Dossier : IMM‑126‑18

Référence : 2018 CF 1204

[TRADUCTION FRANÇAISE CERTIFIÉE, NON RÉVISÉE]

Ottawa (Ontario), le 30 novembre 2018

En présence de monsieur le juge Fothergill

ENTRE :

CHANG YOU KAO

demandeur

et

LE MINISTRE DE LA CITOYENNETÉ

ET DE L’IMMIGRATION

défendeur

JUGEMENT ET MOTIFS

I.  Aperçu

[1]  Chang You Kao soumet à la Cour une demande de contrôle judiciaire visant une décision rendue par la Section d’appel des réfugiés [la SAR] de la Commission de l’immigration et du statut de réfugié [la CISR]. La SAR a rejeté l’appel interjeté par M. Kao à l’encontre d’une décision par laquelle la Section de la protection des réfugiés [la SPR] de la CISR concluait qu’il n’est pas un réfugié au sens de la Convention ni une personne à protéger au titre de l’article 96 et du paragraphe 97(1) de la Loi sur l’immigration et la protection des réfugiés, LC 2001, c 27.
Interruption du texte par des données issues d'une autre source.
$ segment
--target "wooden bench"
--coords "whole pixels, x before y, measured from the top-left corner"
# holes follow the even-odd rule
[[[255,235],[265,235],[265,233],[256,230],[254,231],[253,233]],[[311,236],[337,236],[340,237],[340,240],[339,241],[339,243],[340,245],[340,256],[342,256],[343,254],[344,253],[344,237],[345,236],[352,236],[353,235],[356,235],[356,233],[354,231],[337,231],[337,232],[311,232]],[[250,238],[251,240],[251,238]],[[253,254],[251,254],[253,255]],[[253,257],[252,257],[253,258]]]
[2]  En dépit de mes réserves concernant les motifs exposés par la SAR pour rejeter l’authenticité de certains documents de M. Kao, je suis convaincu que sa décision de rejeter la demande d’asile de M. Kao était raisonnable. La conclusion de la SAR selon laquelle M. Kao n’était pas véritablement un adepte de la religion Mentu Hui appartient aux issues possibles et acceptables pouvant se justifier au regard des faits et du droit. La demande de contrôle judiciaire est donc rejetée.

II.  Contexte

[3]  M. Kao est un citoyen chinois. Il allègue un crainte d’être persécuté en raison de sa foi à l’égard de la Mentu Hui. La Mentu Hui est une secte chrétienne interdite en Chine.

[4]  M. Kao dit qu’il a été témoin du décès d’un collègue de travail en octobre 2015 et qu’il a éprouvé des problèmes de santé mentale par la suite. Il a tenté d’obtenir des traitements dans des hôpitaux et auprès de médecins pratiquant la médecine traditionnelle chinoise, mais en vain. Un ami lui a alors suggéré d’essayer la Mentu Hui. M. Kao a participé pour la première fois à une cérémonie de cette secte le 29 mai 2016.

[5]  L’expérience de la Mentu Hui par M. Kao a été de courte durée. Il a participé uniquement à quatre cérémonies avant de s’en dissocier.

[6]  Selon M. Kao, le 3 juillet 2016, lui‑même et d’autres fidèles ont été arrêtés par le Bureau de la sécurité publique (le BSP) de Chine lors d’une cérémonie de la Mentu Hui. M. Kao affirme qu’il a été interrogé et agressé pendant sa détention. Le BSP l’a libéré et lui a imposé une peine administrative et l’obligation de se présenter devant les autorités toutes les deux semaines. M. Kao dit qu’à compter du 18 juillet 2016, il s’est présenté devant le BSP toutes les deux semaines et qu’il a été interrogé et agressé à chaque occasion.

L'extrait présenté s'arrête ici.